Make a multiple sequence alignment
i) While in your Word
document, prepare your sequences in FASTA format that looks like this:
> NpF2222
GATCGATCGATCGATCAATTGGCC
>Ava3333
GTACGTACGTACGGCCGGAATTCC
>Alr4444
GATCTTGGTTCCAAGGTTCCTTTCC
(Note that each sequence name has no spaces, is preceeded
by a > and ends with a return. The sequences shouldn't have
any returns between the lines.) What sequence should you use? At
first use the complete gene and upstream intergenic region. The
open reading frame (ORF) of your genes should be quite identical, and
we will be interested in anything in the intergenic region that is
identical in the 3 strains.
ii) Go to http://www.ebi.ac.uk/clustalw/#
iii) Paste all 3 FASTA
files into the window and click RUN.
iv) In the results page,
did all 3 sequences get aligned? (If not, the formatting was incorrect,
go back and fix it!) Click on the alignment file to see your
alignment. The asterices below the lines denote a conserved base
for all three sequences.
v) Copy this
alignment and past into a Word
document for use in your notebooks, presentations, theses, etc.

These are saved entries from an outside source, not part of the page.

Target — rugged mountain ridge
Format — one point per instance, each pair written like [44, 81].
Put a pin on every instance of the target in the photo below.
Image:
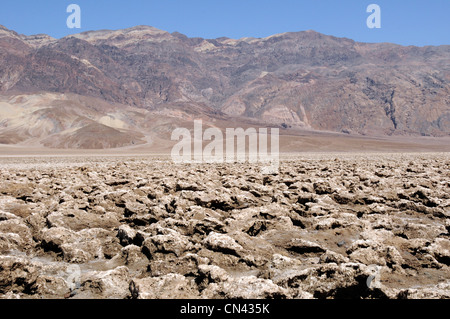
[300, 80]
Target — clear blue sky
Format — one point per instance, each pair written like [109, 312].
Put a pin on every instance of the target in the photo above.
[406, 22]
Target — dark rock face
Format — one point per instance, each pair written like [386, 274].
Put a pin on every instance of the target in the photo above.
[298, 80]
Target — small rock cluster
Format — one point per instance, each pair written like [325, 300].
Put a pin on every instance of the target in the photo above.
[325, 226]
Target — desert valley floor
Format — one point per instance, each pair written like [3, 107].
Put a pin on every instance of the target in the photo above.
[332, 225]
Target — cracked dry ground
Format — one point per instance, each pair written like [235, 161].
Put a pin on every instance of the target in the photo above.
[326, 226]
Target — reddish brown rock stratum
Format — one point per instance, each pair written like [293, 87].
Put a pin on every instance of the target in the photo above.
[126, 79]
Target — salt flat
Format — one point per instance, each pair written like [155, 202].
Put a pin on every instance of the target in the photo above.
[328, 225]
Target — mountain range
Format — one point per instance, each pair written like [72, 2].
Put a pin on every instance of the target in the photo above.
[108, 89]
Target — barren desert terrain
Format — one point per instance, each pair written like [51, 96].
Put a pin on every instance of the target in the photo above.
[328, 225]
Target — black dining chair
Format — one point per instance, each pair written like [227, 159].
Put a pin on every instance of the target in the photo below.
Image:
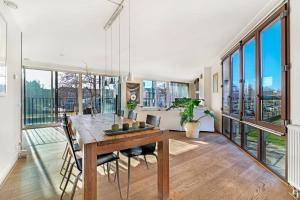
[149, 149]
[145, 150]
[101, 160]
[67, 153]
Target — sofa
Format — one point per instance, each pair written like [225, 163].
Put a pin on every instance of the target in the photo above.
[170, 120]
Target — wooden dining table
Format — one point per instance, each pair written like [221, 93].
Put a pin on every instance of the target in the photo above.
[94, 141]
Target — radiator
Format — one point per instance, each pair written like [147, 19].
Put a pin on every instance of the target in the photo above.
[294, 156]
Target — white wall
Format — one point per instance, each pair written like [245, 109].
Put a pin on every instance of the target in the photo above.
[10, 105]
[295, 60]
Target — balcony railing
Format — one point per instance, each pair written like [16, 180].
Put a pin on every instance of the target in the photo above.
[39, 111]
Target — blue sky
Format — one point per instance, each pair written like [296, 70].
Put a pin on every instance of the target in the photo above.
[270, 58]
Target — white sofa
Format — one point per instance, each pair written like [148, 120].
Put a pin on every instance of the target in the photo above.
[170, 120]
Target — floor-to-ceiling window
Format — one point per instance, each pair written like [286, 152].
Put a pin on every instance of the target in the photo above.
[39, 97]
[161, 94]
[255, 93]
[49, 94]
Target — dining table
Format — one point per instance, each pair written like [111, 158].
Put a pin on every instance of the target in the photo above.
[90, 133]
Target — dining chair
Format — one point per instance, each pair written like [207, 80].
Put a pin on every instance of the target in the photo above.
[101, 160]
[148, 149]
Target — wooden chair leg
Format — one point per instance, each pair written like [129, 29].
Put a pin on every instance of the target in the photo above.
[66, 171]
[68, 179]
[75, 185]
[146, 161]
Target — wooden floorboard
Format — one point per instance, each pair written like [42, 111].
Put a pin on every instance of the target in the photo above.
[210, 168]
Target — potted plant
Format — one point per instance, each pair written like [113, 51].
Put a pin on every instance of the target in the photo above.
[131, 105]
[191, 125]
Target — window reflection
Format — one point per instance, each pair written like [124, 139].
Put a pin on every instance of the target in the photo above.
[274, 152]
[251, 139]
[236, 134]
[235, 88]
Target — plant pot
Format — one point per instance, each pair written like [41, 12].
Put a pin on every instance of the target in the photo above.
[192, 129]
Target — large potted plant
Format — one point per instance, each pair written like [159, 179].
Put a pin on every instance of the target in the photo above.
[131, 105]
[187, 120]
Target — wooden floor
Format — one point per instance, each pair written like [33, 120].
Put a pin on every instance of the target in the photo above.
[210, 168]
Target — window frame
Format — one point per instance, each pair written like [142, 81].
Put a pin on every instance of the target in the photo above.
[262, 126]
[255, 34]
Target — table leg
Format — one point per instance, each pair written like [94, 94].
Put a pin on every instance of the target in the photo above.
[90, 172]
[163, 169]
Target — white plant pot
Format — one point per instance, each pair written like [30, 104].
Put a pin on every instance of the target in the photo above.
[192, 129]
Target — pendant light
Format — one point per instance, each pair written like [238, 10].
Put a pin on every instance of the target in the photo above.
[129, 77]
[105, 81]
[120, 77]
[112, 80]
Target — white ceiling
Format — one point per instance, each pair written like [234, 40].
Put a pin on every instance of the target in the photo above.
[171, 39]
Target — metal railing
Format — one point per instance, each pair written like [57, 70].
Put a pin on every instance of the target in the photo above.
[39, 111]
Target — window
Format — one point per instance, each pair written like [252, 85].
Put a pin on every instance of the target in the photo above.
[236, 134]
[251, 139]
[149, 94]
[274, 148]
[48, 94]
[39, 97]
[161, 94]
[226, 86]
[67, 84]
[271, 73]
[226, 127]
[249, 79]
[255, 92]
[235, 88]
[178, 90]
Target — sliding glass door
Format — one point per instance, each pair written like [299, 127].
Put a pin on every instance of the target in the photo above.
[39, 97]
[49, 94]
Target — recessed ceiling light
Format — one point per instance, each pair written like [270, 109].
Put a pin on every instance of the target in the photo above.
[10, 4]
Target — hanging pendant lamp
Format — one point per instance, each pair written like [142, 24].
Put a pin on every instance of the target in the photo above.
[130, 76]
[106, 86]
[112, 80]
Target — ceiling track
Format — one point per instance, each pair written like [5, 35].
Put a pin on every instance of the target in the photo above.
[114, 16]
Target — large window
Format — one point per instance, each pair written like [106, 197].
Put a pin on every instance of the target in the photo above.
[226, 86]
[161, 94]
[255, 92]
[274, 150]
[235, 88]
[249, 64]
[271, 67]
[49, 94]
[251, 139]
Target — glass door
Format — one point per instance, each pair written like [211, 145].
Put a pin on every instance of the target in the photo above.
[39, 97]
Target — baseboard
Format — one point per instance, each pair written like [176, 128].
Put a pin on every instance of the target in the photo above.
[7, 170]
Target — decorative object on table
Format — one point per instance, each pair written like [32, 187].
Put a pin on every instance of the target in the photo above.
[125, 126]
[135, 125]
[187, 120]
[130, 130]
[3, 51]
[142, 124]
[115, 127]
[133, 92]
[215, 83]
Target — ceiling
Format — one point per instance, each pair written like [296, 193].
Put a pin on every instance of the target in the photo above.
[170, 39]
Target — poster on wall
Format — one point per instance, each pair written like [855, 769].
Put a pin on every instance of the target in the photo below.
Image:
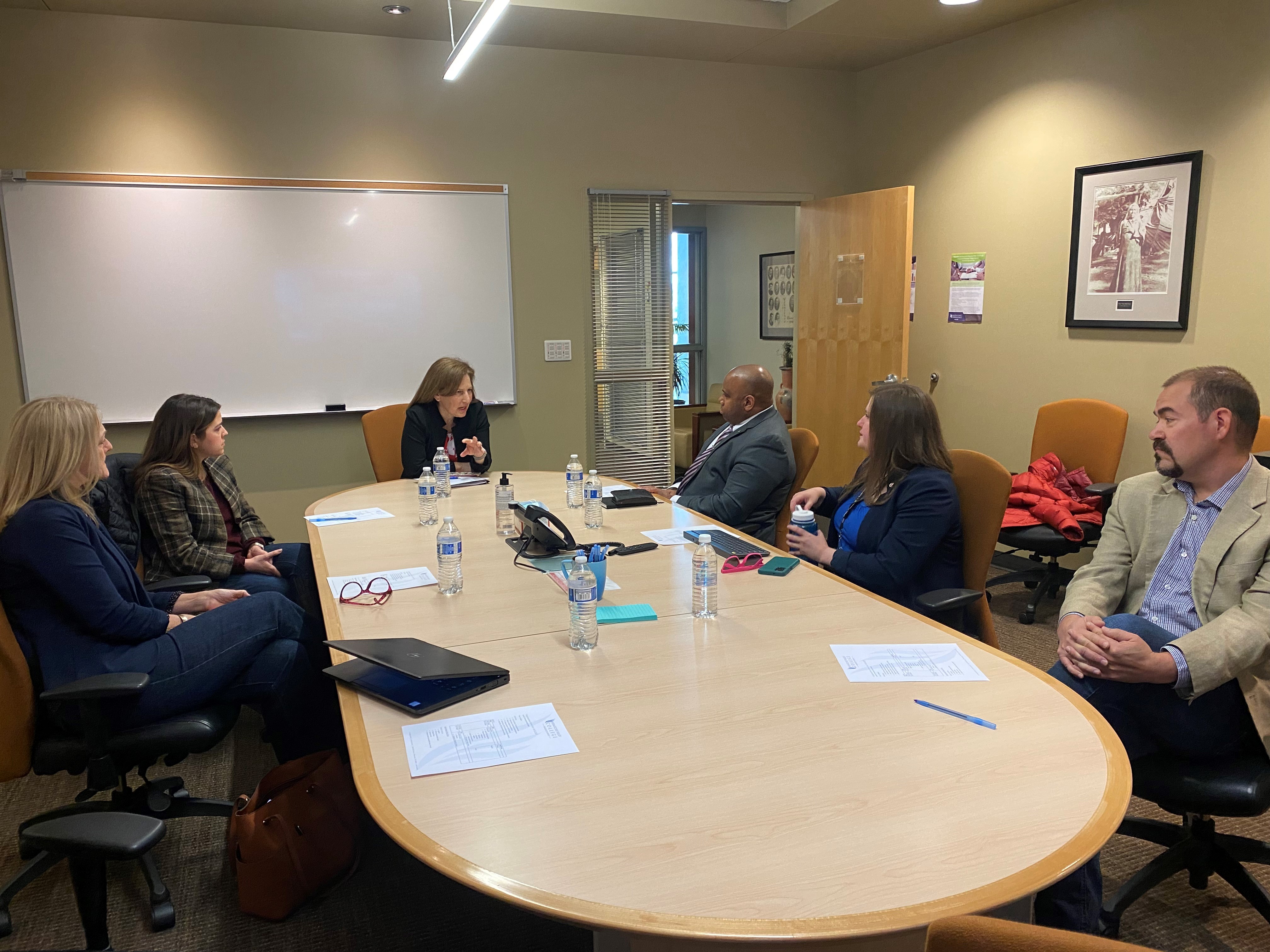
[966, 287]
[1133, 243]
[776, 296]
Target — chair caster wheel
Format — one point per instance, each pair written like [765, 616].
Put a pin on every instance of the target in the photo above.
[163, 917]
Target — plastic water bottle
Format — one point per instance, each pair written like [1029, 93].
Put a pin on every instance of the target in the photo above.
[505, 494]
[583, 630]
[806, 521]
[573, 483]
[441, 466]
[450, 558]
[593, 513]
[705, 579]
[427, 498]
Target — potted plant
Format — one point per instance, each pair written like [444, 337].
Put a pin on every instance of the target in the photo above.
[785, 394]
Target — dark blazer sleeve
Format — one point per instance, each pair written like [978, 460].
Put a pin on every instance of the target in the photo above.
[479, 429]
[163, 504]
[65, 560]
[926, 509]
[418, 446]
[751, 482]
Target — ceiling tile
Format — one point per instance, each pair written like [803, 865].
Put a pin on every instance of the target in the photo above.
[928, 22]
[826, 51]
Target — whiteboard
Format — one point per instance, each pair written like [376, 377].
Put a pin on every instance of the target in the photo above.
[270, 300]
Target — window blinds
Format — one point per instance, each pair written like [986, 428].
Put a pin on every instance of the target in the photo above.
[630, 289]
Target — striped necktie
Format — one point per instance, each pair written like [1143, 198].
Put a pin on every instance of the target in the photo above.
[721, 439]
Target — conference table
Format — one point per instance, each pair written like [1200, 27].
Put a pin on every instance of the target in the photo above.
[732, 789]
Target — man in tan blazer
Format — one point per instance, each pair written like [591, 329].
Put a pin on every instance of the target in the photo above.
[1168, 630]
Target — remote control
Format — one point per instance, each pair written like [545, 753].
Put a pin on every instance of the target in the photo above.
[633, 550]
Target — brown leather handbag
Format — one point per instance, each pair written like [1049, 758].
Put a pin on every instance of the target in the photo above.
[296, 837]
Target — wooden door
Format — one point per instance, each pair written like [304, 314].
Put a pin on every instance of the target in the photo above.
[853, 316]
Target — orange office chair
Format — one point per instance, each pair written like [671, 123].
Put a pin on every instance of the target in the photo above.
[383, 432]
[1088, 433]
[983, 490]
[807, 447]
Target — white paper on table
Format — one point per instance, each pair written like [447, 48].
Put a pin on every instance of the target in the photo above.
[486, 740]
[906, 663]
[675, 537]
[348, 517]
[398, 579]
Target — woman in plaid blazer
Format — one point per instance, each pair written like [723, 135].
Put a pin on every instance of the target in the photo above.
[196, 520]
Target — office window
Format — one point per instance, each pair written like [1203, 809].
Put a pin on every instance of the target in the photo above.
[632, 323]
[689, 309]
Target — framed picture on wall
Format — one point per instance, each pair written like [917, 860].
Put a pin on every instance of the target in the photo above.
[1133, 243]
[776, 296]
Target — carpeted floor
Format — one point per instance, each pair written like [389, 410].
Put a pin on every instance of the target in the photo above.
[395, 903]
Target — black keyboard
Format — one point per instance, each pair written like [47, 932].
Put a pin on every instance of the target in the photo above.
[726, 544]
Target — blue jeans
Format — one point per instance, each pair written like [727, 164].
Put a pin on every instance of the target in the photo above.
[252, 652]
[1148, 719]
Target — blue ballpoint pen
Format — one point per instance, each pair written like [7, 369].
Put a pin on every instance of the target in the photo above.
[982, 723]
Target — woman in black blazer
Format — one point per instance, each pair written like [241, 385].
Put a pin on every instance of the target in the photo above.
[896, 529]
[446, 413]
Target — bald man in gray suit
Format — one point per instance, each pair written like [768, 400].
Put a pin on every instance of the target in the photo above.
[743, 475]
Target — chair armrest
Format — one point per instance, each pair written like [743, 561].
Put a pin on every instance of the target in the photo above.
[98, 687]
[1103, 489]
[949, 600]
[183, 583]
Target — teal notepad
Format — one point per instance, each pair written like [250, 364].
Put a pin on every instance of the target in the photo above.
[613, 615]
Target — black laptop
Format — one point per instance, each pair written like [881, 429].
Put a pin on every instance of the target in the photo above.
[413, 676]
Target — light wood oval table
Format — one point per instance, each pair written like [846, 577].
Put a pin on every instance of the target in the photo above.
[732, 786]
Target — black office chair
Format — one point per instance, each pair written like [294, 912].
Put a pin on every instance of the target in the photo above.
[88, 843]
[105, 757]
[116, 509]
[1197, 791]
[1088, 433]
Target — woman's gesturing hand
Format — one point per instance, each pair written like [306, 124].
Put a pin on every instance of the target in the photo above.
[808, 498]
[196, 602]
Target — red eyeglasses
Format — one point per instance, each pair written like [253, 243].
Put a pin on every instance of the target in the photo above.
[375, 593]
[742, 564]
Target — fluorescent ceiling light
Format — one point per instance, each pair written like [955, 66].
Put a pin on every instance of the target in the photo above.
[474, 36]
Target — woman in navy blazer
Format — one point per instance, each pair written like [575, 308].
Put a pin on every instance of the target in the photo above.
[896, 529]
[78, 607]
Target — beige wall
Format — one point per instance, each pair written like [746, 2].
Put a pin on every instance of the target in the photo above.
[990, 130]
[123, 94]
[736, 236]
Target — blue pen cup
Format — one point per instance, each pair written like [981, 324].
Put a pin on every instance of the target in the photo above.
[598, 569]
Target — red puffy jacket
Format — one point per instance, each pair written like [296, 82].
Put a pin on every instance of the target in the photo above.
[1055, 497]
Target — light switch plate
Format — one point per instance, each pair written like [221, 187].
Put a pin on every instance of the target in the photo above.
[558, 349]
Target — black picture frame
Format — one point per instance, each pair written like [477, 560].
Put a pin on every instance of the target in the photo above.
[778, 295]
[1123, 259]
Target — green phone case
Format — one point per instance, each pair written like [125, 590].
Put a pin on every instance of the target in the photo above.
[778, 565]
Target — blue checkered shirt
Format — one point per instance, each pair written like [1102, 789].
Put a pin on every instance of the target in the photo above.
[1169, 602]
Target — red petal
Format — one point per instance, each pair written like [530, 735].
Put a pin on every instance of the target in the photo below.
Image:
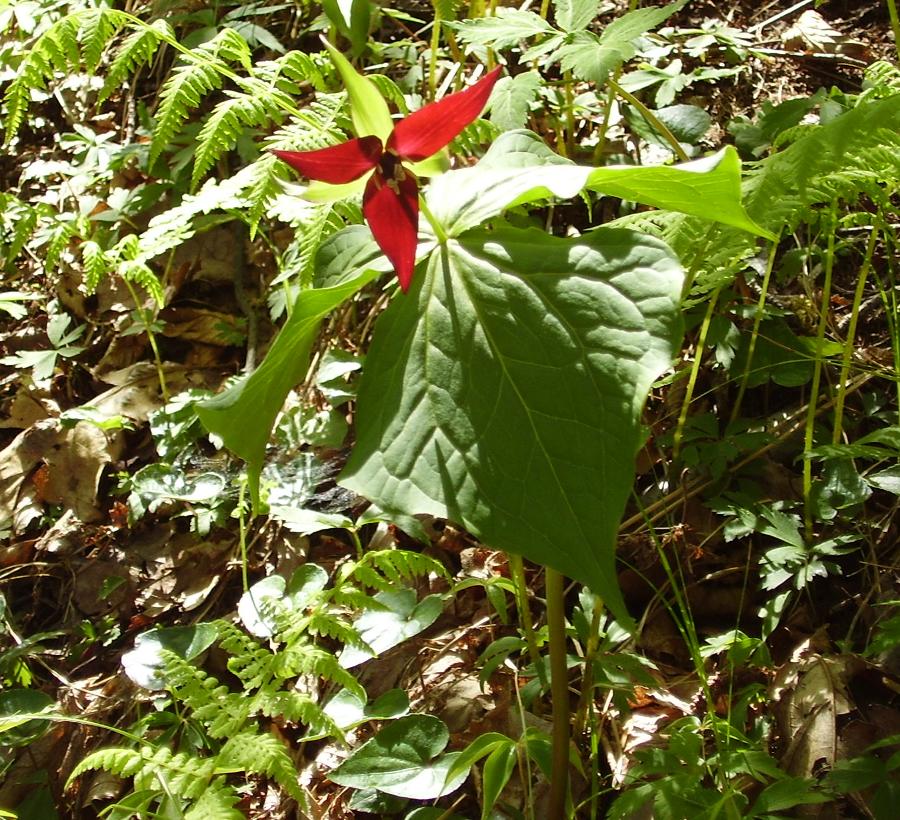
[426, 131]
[336, 164]
[394, 220]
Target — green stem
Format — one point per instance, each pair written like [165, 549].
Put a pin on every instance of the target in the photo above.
[147, 321]
[435, 225]
[559, 693]
[587, 677]
[754, 335]
[242, 533]
[658, 125]
[432, 61]
[569, 92]
[851, 335]
[692, 379]
[809, 437]
[517, 573]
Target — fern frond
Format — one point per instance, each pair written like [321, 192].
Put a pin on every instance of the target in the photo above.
[390, 91]
[96, 264]
[313, 661]
[18, 221]
[60, 235]
[295, 707]
[134, 270]
[217, 801]
[137, 49]
[199, 73]
[58, 50]
[333, 626]
[121, 762]
[300, 67]
[98, 26]
[262, 754]
[227, 122]
[405, 564]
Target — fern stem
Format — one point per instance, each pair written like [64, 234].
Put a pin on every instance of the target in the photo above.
[851, 336]
[517, 573]
[242, 532]
[809, 434]
[559, 689]
[655, 122]
[692, 379]
[754, 334]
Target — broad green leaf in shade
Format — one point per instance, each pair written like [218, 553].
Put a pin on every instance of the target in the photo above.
[368, 110]
[348, 709]
[708, 187]
[512, 98]
[144, 664]
[594, 58]
[383, 629]
[519, 168]
[887, 480]
[572, 15]
[403, 759]
[505, 391]
[243, 414]
[506, 28]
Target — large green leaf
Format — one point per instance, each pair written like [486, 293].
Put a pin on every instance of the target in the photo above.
[519, 168]
[505, 391]
[243, 414]
[403, 759]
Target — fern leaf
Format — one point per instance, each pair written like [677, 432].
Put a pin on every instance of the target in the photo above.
[262, 754]
[96, 264]
[134, 270]
[137, 49]
[300, 67]
[121, 762]
[225, 124]
[200, 73]
[55, 50]
[98, 26]
[217, 801]
[296, 707]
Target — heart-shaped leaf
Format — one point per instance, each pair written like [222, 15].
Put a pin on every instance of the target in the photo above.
[403, 759]
[505, 391]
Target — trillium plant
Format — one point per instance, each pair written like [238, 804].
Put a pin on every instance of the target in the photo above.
[503, 388]
[391, 197]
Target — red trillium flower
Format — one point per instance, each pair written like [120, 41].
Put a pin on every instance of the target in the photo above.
[391, 196]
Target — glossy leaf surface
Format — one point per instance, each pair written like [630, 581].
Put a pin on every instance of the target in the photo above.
[505, 391]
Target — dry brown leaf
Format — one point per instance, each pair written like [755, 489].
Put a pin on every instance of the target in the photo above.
[813, 33]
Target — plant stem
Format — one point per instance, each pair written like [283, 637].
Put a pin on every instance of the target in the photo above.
[559, 693]
[658, 125]
[151, 338]
[435, 225]
[895, 24]
[692, 379]
[754, 334]
[517, 573]
[808, 438]
[851, 335]
[587, 676]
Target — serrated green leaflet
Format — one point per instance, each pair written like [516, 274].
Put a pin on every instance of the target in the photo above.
[243, 414]
[505, 392]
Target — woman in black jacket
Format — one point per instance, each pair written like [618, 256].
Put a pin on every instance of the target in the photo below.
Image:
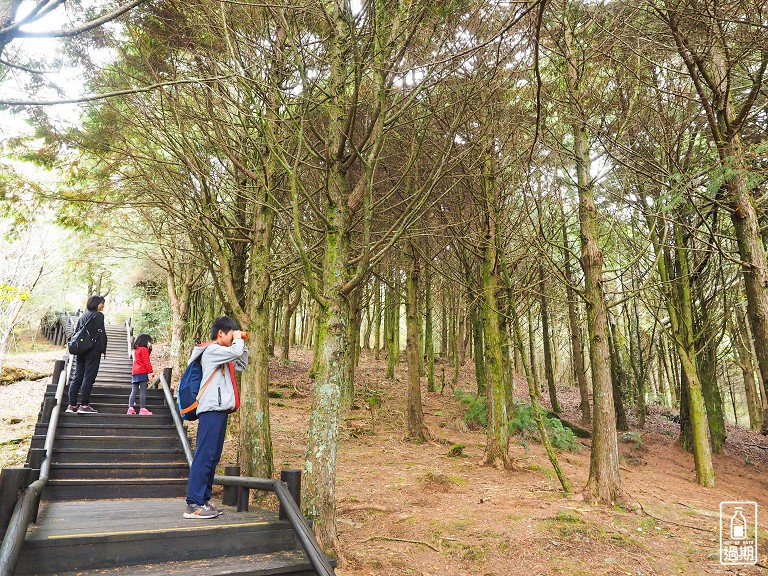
[87, 365]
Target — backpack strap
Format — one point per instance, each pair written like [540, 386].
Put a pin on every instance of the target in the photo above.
[204, 386]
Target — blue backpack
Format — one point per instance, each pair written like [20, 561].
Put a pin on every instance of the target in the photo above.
[189, 391]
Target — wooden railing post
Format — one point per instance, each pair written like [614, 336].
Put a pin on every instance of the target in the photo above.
[229, 494]
[292, 479]
[167, 372]
[243, 495]
[12, 481]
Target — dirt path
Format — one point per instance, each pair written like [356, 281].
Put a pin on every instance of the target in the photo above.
[412, 509]
[406, 509]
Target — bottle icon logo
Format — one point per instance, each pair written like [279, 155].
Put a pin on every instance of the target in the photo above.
[738, 525]
[738, 533]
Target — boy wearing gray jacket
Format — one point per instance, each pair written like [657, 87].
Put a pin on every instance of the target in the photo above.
[219, 396]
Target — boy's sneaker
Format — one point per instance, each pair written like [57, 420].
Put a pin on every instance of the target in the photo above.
[199, 512]
[209, 505]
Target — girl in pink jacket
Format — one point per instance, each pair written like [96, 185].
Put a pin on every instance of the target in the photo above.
[142, 370]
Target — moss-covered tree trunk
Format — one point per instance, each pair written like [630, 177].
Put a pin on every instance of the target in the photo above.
[681, 315]
[256, 457]
[429, 343]
[414, 414]
[377, 318]
[391, 329]
[549, 370]
[476, 318]
[740, 339]
[497, 431]
[532, 349]
[289, 310]
[352, 303]
[617, 380]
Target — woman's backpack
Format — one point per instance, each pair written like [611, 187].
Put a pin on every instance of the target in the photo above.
[81, 341]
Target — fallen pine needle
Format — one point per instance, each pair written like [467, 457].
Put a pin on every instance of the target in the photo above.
[390, 539]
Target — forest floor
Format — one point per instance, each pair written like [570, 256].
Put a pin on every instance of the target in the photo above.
[410, 509]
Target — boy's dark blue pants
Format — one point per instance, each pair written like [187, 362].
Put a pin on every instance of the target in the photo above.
[86, 369]
[211, 428]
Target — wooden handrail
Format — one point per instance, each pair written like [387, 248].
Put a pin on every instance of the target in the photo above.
[27, 503]
[316, 556]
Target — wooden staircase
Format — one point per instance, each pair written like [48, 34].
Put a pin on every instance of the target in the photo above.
[115, 496]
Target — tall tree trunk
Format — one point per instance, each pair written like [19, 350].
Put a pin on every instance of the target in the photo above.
[548, 367]
[575, 331]
[532, 349]
[604, 483]
[352, 303]
[443, 323]
[256, 457]
[476, 315]
[415, 416]
[288, 312]
[497, 431]
[428, 334]
[740, 338]
[391, 328]
[377, 318]
[179, 299]
[617, 380]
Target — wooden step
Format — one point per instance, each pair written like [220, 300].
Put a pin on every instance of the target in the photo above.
[112, 393]
[82, 441]
[110, 488]
[131, 426]
[117, 455]
[284, 563]
[117, 413]
[89, 535]
[111, 470]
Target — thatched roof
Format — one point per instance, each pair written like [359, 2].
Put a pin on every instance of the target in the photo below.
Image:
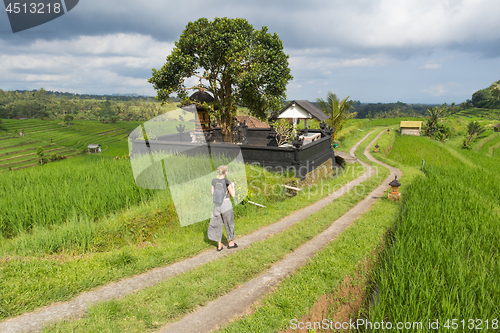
[252, 122]
[309, 107]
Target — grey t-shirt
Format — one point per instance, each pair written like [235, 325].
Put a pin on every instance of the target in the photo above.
[224, 180]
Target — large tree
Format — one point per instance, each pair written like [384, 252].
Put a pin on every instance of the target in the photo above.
[237, 64]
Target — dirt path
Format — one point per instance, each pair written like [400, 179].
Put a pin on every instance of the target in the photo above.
[238, 301]
[34, 321]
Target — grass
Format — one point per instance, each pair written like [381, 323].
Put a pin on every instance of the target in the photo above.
[48, 197]
[66, 275]
[50, 135]
[438, 261]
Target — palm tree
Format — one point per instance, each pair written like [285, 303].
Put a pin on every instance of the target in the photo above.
[432, 121]
[337, 110]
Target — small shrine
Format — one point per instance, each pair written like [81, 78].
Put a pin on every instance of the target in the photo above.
[394, 195]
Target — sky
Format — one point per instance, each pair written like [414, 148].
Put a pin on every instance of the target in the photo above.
[413, 51]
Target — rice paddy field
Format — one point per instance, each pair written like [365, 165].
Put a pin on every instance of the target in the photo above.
[79, 223]
[20, 151]
[441, 263]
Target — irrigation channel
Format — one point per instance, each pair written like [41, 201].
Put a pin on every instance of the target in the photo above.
[237, 301]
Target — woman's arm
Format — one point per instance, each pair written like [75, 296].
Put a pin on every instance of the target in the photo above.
[231, 190]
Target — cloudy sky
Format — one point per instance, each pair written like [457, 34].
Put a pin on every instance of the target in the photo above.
[414, 51]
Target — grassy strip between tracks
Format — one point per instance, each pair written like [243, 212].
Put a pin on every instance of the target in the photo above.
[150, 309]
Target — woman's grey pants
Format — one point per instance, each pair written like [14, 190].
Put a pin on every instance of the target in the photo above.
[221, 215]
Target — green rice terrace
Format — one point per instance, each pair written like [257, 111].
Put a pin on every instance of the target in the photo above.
[21, 138]
[78, 224]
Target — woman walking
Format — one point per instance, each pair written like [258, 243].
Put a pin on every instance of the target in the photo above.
[222, 215]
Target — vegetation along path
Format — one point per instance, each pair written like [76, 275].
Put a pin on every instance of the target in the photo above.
[34, 321]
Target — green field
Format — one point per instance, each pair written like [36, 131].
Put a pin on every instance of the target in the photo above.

Annotate the consensus with colors to show where the transcriptional
start site(s) is (are) so you can see the spatial relationship between
the startsite and conserved regions.
4.
Obtain the consensus
sequence of a multiple sequence alignment
i) Go back to the ClustalW
submission form page and choose "pir" under OUTPUT FORMAT and re-run
the alignment.
ii) Open the resulting
Alignment file and copy it. (Notice the the aligned sequences are now
in separate files in FASTA format!)
iii) Go to http://hiv-web.lanl.gov/content/hiv-db/CONSENSUS/CONSENSUS_TOOL/SimpCon.html
iv) Paste the separate aligned files into the
window and choose "Pretty" as the Output format. Copy this into
your Word document for your own notes. Go back and re-run the
consensus program but this time choose "Like input" as the Output
format. (Now the consensus (>DL; CON) is in a separate FASTA
format).
v) Copy the
CON portion of the output into your Word document (we don't need the
other three separate gene alignments). Annotate the consensus
with colors to show where the transcriptional star site(s) is
(are). Please email me all of your
results. I will compile these for all our promoters to see if
there are any common motifs among our different genes.